Since its launch in March 2009, the MBA has trained nearly 3,000 students and farmers to spread the "positive beef message," offering online lessons on how to combat PETA and organizing a Twitter and Facebook "Food Fight" against its "campus critics." Daren Williams, the communications director for the National Cattlemen's Beef Association, helped start the MBA with $240,000 from the Beef Checkoff program, the beef industry's PR wing. He says the MBA's "focus has really become young people on the big land-grant campuses," from which more than one-fifth of future farmers and industry leaders will emerge.
The MBA is just one part of a pro-beef backlash on campus. In May 2009, Washington State's president canceled a lecture by Pollan, citing budget cuts, and pulled The Omnivore's Dilemma from the freshman reading list. (The talk was rescheduled when a wealthy supporter stepped in to pay Pollan's way.) That September, when Pollan was asked to speak at California Polytechnic State University in San Luis Obispo, the owner of Harris Ranch—a stockyard critics have dubbed "Cowschwitz"—threatened to withhold (PDF) a $500,000 donation to the school. Campus officials turned the speech into a panel featuring a proponent of conventional beef. This was followed by a dustup at the University of Wisconsin-Madison, where Pollan's In Defense of Food was distributed to incoming students, angering local ag groups, which bused in farmers to protest a speech by the author.

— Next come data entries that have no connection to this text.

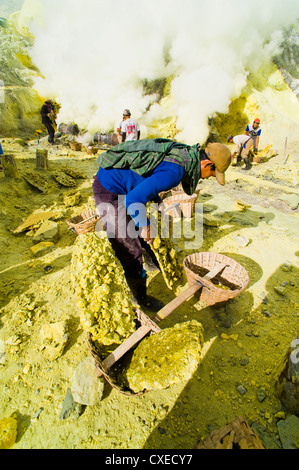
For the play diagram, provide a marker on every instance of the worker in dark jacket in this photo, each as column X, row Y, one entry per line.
column 47, row 114
column 135, row 172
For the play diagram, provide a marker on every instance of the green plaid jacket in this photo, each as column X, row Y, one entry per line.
column 143, row 156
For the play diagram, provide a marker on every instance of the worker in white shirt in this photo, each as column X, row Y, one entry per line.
column 130, row 129
column 244, row 143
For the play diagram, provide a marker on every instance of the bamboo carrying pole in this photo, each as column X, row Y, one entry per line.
column 9, row 166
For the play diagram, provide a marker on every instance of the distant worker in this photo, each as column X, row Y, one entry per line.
column 118, row 130
column 254, row 131
column 244, row 144
column 48, row 116
column 130, row 129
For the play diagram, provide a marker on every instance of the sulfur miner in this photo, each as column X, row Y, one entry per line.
column 133, row 173
column 103, row 295
column 165, row 252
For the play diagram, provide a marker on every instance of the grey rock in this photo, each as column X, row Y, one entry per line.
column 86, row 387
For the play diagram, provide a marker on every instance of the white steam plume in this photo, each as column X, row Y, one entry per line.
column 95, row 55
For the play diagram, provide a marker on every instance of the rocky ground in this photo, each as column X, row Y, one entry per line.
column 253, row 219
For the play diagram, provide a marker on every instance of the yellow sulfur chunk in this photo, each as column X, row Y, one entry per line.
column 8, row 432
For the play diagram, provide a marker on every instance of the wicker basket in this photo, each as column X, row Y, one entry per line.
column 91, row 150
column 75, row 146
column 235, row 435
column 185, row 202
column 84, row 222
column 230, row 282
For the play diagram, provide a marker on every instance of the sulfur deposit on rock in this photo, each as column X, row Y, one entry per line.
column 165, row 358
column 8, row 432
column 103, row 294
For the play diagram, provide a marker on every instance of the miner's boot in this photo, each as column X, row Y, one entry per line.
column 138, row 288
column 247, row 164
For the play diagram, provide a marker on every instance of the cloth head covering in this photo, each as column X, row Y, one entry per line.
column 220, row 155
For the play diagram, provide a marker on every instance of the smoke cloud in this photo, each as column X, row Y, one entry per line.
column 95, row 56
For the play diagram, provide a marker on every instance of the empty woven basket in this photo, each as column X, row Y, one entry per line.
column 229, row 283
column 186, row 204
column 84, row 222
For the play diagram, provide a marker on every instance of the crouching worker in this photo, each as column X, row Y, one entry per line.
column 243, row 146
column 135, row 172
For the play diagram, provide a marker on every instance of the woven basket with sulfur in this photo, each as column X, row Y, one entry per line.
column 229, row 283
column 180, row 203
column 83, row 223
column 235, row 435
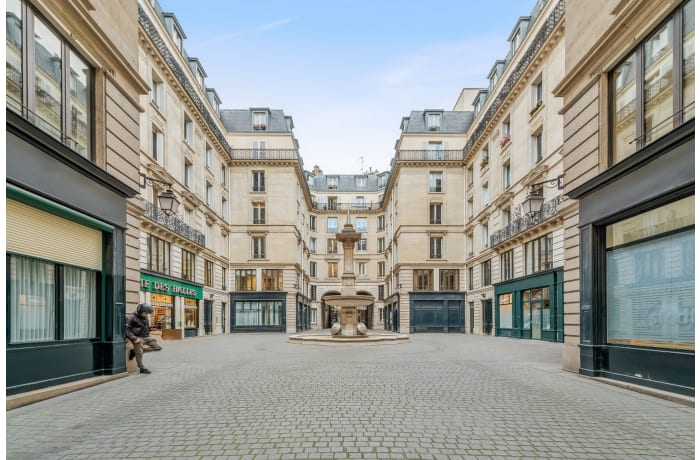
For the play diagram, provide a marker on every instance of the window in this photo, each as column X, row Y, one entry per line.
column 536, row 146
column 435, row 179
column 188, row 131
column 486, row 273
column 433, row 121
column 258, row 184
column 189, row 174
column 258, row 247
column 157, row 145
column 642, row 115
column 506, row 175
column 259, row 121
column 209, row 194
column 34, row 288
column 507, row 268
column 208, row 157
column 435, row 213
column 246, row 280
column 208, row 273
column 332, row 269
column 332, row 224
column 449, row 280
column 538, row 254
column 536, row 92
column 258, row 213
column 332, row 246
column 157, row 97
column 57, row 94
column 423, row 280
column 188, row 265
column 434, row 150
column 272, row 280
column 485, row 195
column 158, row 255
column 436, row 247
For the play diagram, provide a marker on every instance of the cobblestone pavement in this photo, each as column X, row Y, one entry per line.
column 438, row 397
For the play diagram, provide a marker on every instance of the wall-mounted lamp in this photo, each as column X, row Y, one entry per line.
column 535, row 198
column 167, row 201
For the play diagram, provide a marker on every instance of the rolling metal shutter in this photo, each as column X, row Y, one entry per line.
column 39, row 234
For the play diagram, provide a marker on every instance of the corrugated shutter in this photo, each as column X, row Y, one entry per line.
column 36, row 233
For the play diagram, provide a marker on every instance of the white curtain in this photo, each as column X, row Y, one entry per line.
column 80, row 304
column 32, row 300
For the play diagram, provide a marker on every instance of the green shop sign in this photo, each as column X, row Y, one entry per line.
column 163, row 286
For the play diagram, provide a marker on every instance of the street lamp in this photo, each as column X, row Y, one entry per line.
column 167, row 201
column 535, row 198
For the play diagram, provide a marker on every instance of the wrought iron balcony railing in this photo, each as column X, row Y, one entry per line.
column 173, row 223
column 520, row 224
column 264, row 154
column 429, row 155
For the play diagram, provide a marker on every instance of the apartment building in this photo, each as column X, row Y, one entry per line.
column 629, row 143
column 183, row 254
column 72, row 162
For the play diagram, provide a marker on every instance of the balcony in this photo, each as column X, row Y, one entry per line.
column 173, row 223
column 429, row 155
column 519, row 225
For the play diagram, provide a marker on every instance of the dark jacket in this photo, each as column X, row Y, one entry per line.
column 136, row 326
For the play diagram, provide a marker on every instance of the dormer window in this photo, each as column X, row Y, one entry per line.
column 433, row 121
column 259, row 121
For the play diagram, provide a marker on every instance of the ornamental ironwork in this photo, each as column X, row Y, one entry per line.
column 173, row 223
column 520, row 224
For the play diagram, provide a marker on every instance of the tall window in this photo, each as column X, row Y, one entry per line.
column 258, row 184
column 208, row 273
column 332, row 224
column 57, row 96
column 435, row 179
column 258, row 247
column 423, row 280
column 486, row 273
column 246, row 280
column 158, row 255
column 538, row 254
column 643, row 111
column 34, row 288
column 507, row 267
column 188, row 265
column 258, row 213
column 436, row 247
column 332, row 269
column 449, row 280
column 272, row 280
column 332, row 246
column 435, row 213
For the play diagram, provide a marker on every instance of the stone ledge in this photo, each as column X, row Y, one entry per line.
column 31, row 397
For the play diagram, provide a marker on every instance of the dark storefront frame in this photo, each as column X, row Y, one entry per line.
column 550, row 279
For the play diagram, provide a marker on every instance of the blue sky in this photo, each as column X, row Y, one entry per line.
column 347, row 71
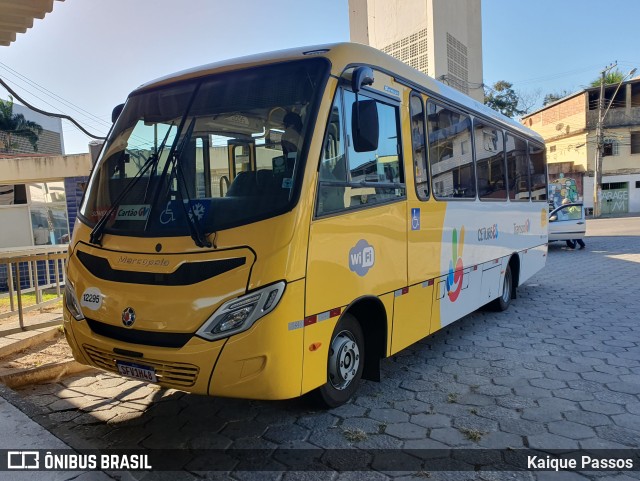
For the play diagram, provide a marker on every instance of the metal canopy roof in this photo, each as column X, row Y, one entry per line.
column 16, row 16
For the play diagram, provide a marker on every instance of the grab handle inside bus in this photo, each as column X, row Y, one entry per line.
column 364, row 113
column 364, row 125
column 115, row 113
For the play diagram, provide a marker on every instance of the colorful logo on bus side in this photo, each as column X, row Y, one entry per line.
column 456, row 273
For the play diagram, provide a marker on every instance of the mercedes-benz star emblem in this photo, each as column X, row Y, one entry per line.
column 128, row 317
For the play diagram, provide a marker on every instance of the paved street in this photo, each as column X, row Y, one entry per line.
column 559, row 369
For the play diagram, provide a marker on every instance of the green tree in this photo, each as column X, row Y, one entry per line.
column 504, row 99
column 15, row 125
column 611, row 77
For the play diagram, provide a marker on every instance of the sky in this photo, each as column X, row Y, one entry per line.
column 86, row 56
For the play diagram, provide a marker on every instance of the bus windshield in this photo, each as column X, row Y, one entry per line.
column 206, row 154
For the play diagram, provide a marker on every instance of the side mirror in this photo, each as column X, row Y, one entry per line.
column 364, row 125
column 361, row 76
column 115, row 113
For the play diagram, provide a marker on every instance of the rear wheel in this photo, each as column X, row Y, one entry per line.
column 502, row 302
column 344, row 364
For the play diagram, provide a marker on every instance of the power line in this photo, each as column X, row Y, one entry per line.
column 49, row 114
column 93, row 118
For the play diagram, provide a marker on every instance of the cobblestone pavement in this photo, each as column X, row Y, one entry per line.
column 559, row 369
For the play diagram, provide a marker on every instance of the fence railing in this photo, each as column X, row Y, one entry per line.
column 31, row 269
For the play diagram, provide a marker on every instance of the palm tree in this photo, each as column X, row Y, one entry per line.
column 15, row 125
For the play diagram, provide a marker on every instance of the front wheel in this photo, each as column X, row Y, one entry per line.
column 502, row 302
column 344, row 364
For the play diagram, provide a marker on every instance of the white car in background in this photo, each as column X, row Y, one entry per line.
column 567, row 222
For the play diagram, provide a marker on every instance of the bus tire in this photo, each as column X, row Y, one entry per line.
column 345, row 363
column 502, row 303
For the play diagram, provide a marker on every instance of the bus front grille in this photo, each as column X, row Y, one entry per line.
column 168, row 373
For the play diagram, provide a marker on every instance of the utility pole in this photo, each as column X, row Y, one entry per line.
column 597, row 167
column 602, row 113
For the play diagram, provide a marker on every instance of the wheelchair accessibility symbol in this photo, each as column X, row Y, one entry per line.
column 415, row 219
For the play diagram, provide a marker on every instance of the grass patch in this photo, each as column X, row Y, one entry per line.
column 354, row 435
column 472, row 434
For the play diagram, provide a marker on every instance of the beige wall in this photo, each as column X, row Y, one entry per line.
column 19, row 170
column 384, row 23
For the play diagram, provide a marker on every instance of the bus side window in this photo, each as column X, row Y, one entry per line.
column 537, row 166
column 490, row 162
column 350, row 179
column 420, row 170
column 450, row 154
column 332, row 164
column 517, row 168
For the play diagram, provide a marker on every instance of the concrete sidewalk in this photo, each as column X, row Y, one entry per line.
column 22, row 433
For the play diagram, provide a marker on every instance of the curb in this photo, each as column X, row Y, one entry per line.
column 29, row 342
column 47, row 372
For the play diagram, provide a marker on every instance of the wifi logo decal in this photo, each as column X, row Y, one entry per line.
column 456, row 273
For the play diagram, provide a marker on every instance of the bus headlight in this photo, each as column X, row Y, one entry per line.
column 238, row 315
column 71, row 301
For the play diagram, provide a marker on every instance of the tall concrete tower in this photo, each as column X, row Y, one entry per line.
column 442, row 38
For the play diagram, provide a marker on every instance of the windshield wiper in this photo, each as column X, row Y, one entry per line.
column 97, row 231
column 195, row 228
column 157, row 159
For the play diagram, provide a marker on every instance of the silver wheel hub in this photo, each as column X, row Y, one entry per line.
column 344, row 360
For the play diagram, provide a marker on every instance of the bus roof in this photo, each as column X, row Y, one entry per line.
column 342, row 56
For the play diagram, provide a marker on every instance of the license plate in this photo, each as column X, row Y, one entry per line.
column 137, row 371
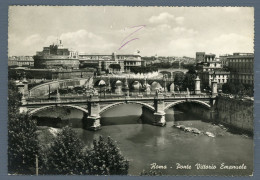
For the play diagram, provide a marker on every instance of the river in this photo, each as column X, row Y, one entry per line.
column 144, row 144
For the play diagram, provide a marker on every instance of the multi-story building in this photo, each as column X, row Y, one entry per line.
column 56, row 57
column 210, row 68
column 112, row 63
column 241, row 66
column 200, row 56
column 21, row 61
column 223, row 59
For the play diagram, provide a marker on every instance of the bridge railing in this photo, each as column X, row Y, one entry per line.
column 140, row 97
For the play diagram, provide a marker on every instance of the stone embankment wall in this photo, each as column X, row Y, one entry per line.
column 236, row 113
column 195, row 111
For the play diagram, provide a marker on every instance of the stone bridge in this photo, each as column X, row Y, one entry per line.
column 119, row 84
column 153, row 107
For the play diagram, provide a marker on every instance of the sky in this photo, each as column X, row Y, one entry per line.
column 162, row 31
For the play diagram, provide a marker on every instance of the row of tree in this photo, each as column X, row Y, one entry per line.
column 142, row 69
column 238, row 89
column 66, row 154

"Some of what you are hearing is organic, grassroots debate—they have different opinions about agriculture and beef production—and that's good for a democracy," says Pollan, who teaches journalism at the University of California-Berkeley (where I was his student). Yet he's wary of the interests behind the campaign, noting that a PR firm funded by McDonald's reportedly urged elementary schools not to let Fast Food Nation author Eric Schlosser speak to kids.
Asked if the MBA is just a phony PR campaign for Big Ag, Flores is emphatic: "We're not Astroturf. We're just worried about our futures in agriculture." The dozen or so MBA grads and young farmers I spoke to shared similar anxieties. "We know the environment is in crisis and we don't want to contribute to that," says Crystal Young, a recent graduate of Kansas State University, where she received degrees in animal science and journalism. "But we're also farmers, so the hard thing for us is to take into account all the criticisms of conventional agriculture, and to also continue to feed the world on the scale we are doing now. I think a lot of young people are primarily worried they won't be able to have a career in farming at all in the future."
And therein lies the irony of the MBA: The concerns that have prompted Flores and her peers to get organized are the same ones that have catapulted Pollan to such acclaim. The next generation of farmers realizes that the days of oil-fueled, corn-fed, resource-intensive agriculture are numbered. Beef consumption is the lowest it's been since 1961. Just 8 percent (PDF) of the nation's farmers are under 35.
"Things are changing—half of my family are vegetarians," Flores says. We've just watched Pollan speak to a gym of 3,500 or so cheering fans and a handful of fuming, pink-cheeked cowboys. "Pollan was really impressive up there," she tells me, finishing her beer. "But I can't escape the fact that, ultimately, his message is that we're unsustainable."